Al-Attas berpendapat bahwa pengetahuan yang benar
adalah pengetahuan yang datang dari wahyu Allah dan bukan hanya pengetahuan
duniawi semata. Ia menekankan bahwa akal manusia harus digerakkan oleh wahyu
untuk mencapai pemahaman yang lebih dalam tentang realitas hidup dan keberadaan
manusia. Oleh karena itu, pengetahuan yang benar menjadi kunci dalam memahami
psikologi manusia, karena pengetahuan yang benar akan memberikan arah yang
jelas bagi kehidupan manusia.
Al-Attas menggunakan konsep fitrah, yang merujuk pada
sifat dasar manusia yang murni dan alami, untuk menjelaskan perilaku dan
kecenderungan manusia. Fitrah ini adalah sesuatu yang diberikan oleh Tuhan
kepada setiap manusia dan dapat diarahkan pada kebaikan atau keburukan.
Meskipun fitrah manusia pada awalnya cenderung menuju
kebaikan, ia bisa dipengaruhi oleh faktor eksternal, seperti lingkungan dan
pengaruh negatif, yang bisa mengarah pada penyimpangan moral dan spiritual.
Dalam pandangan al-Attas, psikologi manusia tidak
terlepas dari aspek moral dan etika. Akhlak (moralitas) memainkan peran penting
dalam membentuk kepribadian manusia yang seimbang dan sehat. Tanpa moralitas
yang kuat, manusia akan cenderung jatuh dalam perilaku yang merugikan dirinya
sendiri dan orang lain. Oleh karena itu, pendidikan moral dan etika sangat
penting dalam membentuk kepribadian yang baik.
Al-Attas menekankan pentingnya tazkiyah atau penyucian
jiwa dalam psikologi manusia. Proses ini mencakup pembersihan hati dan jiwa
dari sifat-sifat negatif seperti keserakahan, kebencian, dan kebodohan.
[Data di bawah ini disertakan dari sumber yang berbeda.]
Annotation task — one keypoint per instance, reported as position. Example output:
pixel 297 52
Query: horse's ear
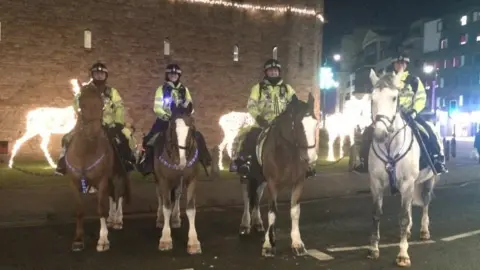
pixel 373 77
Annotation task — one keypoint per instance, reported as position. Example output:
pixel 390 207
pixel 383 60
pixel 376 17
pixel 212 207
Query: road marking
pixel 462 235
pixel 340 249
pixel 319 255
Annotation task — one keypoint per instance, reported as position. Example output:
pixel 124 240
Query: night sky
pixel 344 15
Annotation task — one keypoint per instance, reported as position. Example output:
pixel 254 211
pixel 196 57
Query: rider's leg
pixel 436 146
pixel 204 154
pixel 367 138
pixel 61 164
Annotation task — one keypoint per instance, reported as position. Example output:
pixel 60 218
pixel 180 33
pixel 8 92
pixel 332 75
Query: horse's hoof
pixel 299 250
pixel 268 252
pixel 165 245
pixel 403 261
pixel 77 246
pixel 176 224
pixel 118 225
pixel 244 231
pixel 259 228
pixel 373 254
pixel 194 249
pixel 101 247
pixel 425 235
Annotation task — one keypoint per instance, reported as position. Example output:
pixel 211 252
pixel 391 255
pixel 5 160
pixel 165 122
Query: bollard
pixel 446 147
pixel 3 151
pixel 453 147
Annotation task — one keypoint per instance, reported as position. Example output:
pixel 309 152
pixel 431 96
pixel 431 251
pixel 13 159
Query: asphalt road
pixel 324 224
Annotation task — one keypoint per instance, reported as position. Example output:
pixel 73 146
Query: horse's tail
pixel 127 189
pixel 423 192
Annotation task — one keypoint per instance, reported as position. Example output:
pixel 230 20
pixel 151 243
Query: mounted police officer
pixel 268 99
pixel 113 120
pixel 412 100
pixel 172 92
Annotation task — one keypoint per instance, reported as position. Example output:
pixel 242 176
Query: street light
pixel 428 69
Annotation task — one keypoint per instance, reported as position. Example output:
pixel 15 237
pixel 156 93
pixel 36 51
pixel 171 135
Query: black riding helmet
pixel 173 69
pixel 96 68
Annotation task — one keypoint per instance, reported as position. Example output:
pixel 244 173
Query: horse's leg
pixel 246 219
pixel 193 246
pixel 268 249
pixel 257 217
pixel 176 220
pixel 376 188
pixel 165 242
pixel 77 244
pixel 297 244
pixel 118 223
pixel 160 207
pixel 403 259
pixel 103 244
pixel 112 211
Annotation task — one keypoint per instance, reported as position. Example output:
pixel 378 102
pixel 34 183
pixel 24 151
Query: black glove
pixel 261 122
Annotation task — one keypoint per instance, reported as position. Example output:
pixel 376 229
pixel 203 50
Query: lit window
pixel 235 53
pixel 166 46
pixel 275 53
pixel 463 39
pixel 87 39
pixel 444 43
pixel 300 56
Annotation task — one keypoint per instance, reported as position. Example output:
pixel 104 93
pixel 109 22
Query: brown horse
pixel 176 166
pixel 91 162
pixel 289 147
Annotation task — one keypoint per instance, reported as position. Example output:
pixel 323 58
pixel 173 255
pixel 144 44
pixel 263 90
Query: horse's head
pixel 299 121
pixel 90 103
pixel 385 103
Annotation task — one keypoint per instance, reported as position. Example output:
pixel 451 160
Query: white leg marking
pixel 111 212
pixel 319 255
pixel 118 225
pixel 194 246
pixel 271 220
pixel 103 244
pixel 166 239
pixel 182 132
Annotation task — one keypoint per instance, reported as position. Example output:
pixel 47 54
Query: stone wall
pixel 41 49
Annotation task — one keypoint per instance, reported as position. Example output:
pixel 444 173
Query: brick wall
pixel 41 49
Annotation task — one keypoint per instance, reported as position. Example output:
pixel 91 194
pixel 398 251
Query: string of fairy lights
pixel 280 9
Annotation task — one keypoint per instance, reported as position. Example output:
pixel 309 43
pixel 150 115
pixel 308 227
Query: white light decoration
pixel 46 121
pixel 252 7
pixel 356 112
pixel 231 123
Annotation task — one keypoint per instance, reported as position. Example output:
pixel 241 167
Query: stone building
pixel 42 47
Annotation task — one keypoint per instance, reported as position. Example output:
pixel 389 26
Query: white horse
pixel 231 123
pixel 394 160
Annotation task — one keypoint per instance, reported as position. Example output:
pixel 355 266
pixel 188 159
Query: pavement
pixel 334 231
pixel 37 205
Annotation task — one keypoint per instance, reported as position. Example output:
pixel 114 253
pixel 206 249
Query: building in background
pixel 452 62
pixel 220 48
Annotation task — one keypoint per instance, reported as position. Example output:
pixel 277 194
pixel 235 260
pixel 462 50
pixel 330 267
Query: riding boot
pixel 61 164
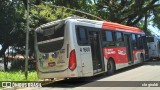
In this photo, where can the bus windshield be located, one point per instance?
(50, 37)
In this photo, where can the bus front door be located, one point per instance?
(94, 38)
(128, 42)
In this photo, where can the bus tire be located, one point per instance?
(142, 58)
(110, 67)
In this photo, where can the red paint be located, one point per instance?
(51, 64)
(119, 54)
(72, 74)
(120, 27)
(137, 51)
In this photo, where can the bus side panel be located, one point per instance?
(118, 54)
(137, 55)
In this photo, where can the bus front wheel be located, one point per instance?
(110, 67)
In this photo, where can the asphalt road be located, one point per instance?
(139, 77)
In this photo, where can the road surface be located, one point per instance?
(138, 77)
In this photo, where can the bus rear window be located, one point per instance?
(50, 38)
(82, 36)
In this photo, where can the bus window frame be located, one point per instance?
(77, 36)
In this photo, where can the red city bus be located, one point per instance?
(75, 47)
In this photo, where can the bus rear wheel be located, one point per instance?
(142, 58)
(110, 67)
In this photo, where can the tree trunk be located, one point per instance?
(2, 54)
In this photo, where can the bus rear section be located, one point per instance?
(153, 47)
(55, 52)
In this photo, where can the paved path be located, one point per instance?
(150, 71)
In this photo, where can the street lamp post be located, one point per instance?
(27, 42)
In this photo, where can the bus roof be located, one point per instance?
(120, 27)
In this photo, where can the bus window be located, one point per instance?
(50, 38)
(119, 39)
(119, 36)
(82, 36)
(139, 42)
(150, 39)
(134, 41)
(108, 40)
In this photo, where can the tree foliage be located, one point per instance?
(13, 15)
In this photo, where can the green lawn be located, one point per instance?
(18, 76)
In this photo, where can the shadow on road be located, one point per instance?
(75, 82)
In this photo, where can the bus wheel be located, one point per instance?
(110, 67)
(142, 58)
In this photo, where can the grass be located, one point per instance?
(18, 76)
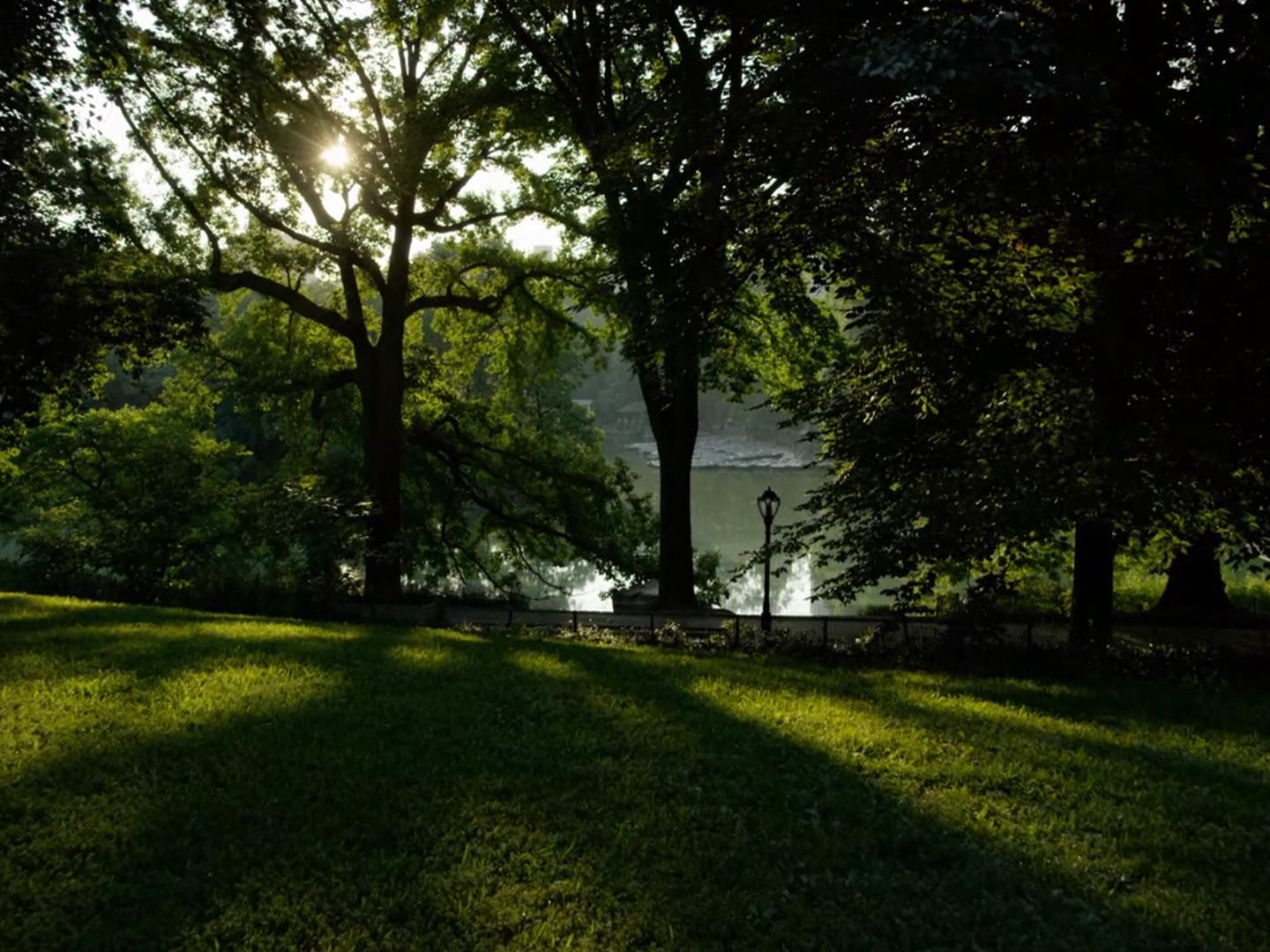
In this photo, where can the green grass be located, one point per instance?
(173, 779)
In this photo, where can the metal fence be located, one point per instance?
(825, 629)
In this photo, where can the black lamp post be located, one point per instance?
(768, 504)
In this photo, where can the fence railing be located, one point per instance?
(826, 629)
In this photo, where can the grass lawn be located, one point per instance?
(175, 779)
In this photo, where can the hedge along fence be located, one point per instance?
(823, 631)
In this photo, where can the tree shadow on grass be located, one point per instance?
(462, 792)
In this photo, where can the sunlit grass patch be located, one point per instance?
(184, 781)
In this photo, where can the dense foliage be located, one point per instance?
(1058, 267)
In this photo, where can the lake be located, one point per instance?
(725, 519)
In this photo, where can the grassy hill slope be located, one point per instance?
(175, 779)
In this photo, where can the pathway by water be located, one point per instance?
(725, 519)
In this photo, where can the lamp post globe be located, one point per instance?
(768, 504)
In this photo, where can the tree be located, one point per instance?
(75, 280)
(344, 132)
(1067, 242)
(661, 112)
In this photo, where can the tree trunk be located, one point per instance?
(1093, 584)
(673, 417)
(1195, 589)
(381, 383)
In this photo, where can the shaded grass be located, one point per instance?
(175, 779)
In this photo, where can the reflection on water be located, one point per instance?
(724, 518)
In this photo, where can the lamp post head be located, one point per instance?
(768, 504)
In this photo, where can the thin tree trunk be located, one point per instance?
(675, 550)
(381, 383)
(1093, 584)
(673, 415)
(1195, 589)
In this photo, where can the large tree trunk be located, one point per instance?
(1093, 584)
(381, 383)
(1195, 589)
(672, 410)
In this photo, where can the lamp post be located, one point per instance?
(768, 504)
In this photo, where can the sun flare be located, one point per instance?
(335, 156)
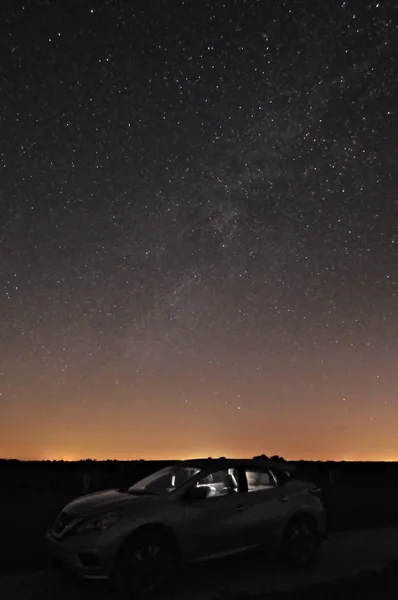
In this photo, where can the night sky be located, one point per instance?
(199, 229)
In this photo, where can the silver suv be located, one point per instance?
(191, 511)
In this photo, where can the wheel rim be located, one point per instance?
(301, 542)
(148, 566)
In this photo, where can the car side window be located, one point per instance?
(220, 483)
(259, 479)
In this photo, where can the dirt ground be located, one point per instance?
(345, 556)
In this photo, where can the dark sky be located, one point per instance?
(198, 229)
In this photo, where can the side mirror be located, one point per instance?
(198, 493)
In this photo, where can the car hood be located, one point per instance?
(105, 501)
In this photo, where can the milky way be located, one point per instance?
(199, 227)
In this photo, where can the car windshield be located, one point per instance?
(165, 481)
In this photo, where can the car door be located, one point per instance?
(263, 508)
(212, 524)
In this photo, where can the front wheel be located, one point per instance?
(301, 543)
(145, 565)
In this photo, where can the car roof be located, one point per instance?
(228, 463)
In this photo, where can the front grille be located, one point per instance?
(64, 523)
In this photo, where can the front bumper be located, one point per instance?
(86, 561)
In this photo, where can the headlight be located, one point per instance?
(99, 523)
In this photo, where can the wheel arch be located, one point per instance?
(161, 528)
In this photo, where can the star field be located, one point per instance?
(198, 229)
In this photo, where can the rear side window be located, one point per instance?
(259, 479)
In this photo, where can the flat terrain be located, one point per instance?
(345, 555)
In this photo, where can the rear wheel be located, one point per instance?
(145, 565)
(301, 542)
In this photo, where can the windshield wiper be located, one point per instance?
(138, 492)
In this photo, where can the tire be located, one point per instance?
(145, 565)
(301, 542)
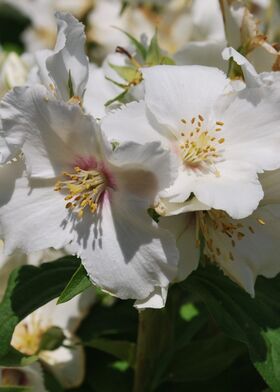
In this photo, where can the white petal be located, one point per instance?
(270, 181)
(69, 57)
(183, 228)
(256, 253)
(123, 250)
(251, 127)
(33, 374)
(53, 133)
(68, 365)
(130, 123)
(202, 53)
(99, 90)
(176, 92)
(131, 159)
(32, 215)
(156, 300)
(236, 190)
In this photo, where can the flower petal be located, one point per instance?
(229, 191)
(134, 160)
(67, 364)
(53, 134)
(183, 228)
(69, 59)
(173, 93)
(251, 127)
(32, 216)
(256, 252)
(155, 300)
(124, 251)
(130, 123)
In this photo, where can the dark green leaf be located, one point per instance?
(154, 54)
(255, 322)
(14, 359)
(167, 61)
(28, 289)
(121, 349)
(52, 339)
(137, 44)
(15, 389)
(79, 282)
(204, 359)
(51, 383)
(127, 73)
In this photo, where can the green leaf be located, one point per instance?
(117, 98)
(127, 73)
(15, 389)
(28, 289)
(121, 349)
(153, 54)
(142, 51)
(255, 322)
(50, 381)
(15, 359)
(167, 61)
(204, 359)
(79, 282)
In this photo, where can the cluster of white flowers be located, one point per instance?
(143, 166)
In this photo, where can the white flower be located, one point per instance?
(221, 140)
(65, 68)
(28, 376)
(42, 32)
(67, 363)
(243, 249)
(13, 72)
(107, 192)
(59, 69)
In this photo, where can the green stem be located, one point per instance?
(154, 344)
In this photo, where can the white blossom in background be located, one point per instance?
(42, 32)
(67, 362)
(177, 22)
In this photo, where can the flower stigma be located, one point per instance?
(85, 188)
(27, 335)
(219, 222)
(199, 145)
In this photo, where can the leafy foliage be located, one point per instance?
(255, 322)
(29, 288)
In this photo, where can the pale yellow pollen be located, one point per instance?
(28, 334)
(198, 144)
(212, 222)
(84, 188)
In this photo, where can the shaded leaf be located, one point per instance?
(255, 322)
(28, 289)
(78, 283)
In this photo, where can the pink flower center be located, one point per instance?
(86, 185)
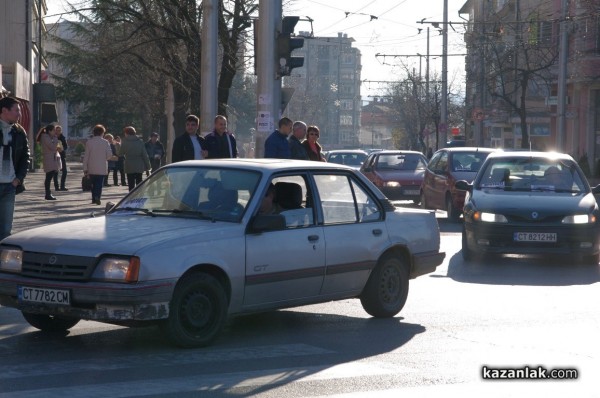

Melalui
tazkiyah, individu akan mampu mencapai maqamat (tingkatan spiritual) yang lebih
tinggi dan mendekatkan diri kepada Allah.
Bagi Naquib al-Attas, psikologi manusia tidak bisa
dipisahkan dari spiritualitas, moralitas, dan pencarian pengetahuan yang benar.
Menurutnya, untuk memahami psikologi manusia secara menyeluruh, kita harus
mempertimbangkan dimensi fisik, intelektual, dan rohani, serta memahami
bagaimana manusia dapat berhubungan dengan Tuhan melalui berbagai aspek
kehidupan mereka.
Dalam pandangan al-Attas, kesejahteraan psikologis
manusia bergantung pada keseimbangan antara akal, hati, dan jiwa, yang dapat
tercapai melalui ilmu, etika, dan penyucian jiwa yang berkelanjutan
Lantas bagaimana pengaruh puasa Ramadhan
pada psikologi manusia yang menjalankannya (psyco-ramadhan) ?. Puasa tidak hanya memiliki dampak pada tubuh, tetapi juga pada pikiran
dan perasaan seseorang. Secara psikologis, puasa dapat mempengaruhi suasana
hati, kognisi, dan emosi kita dalam berbagai cara.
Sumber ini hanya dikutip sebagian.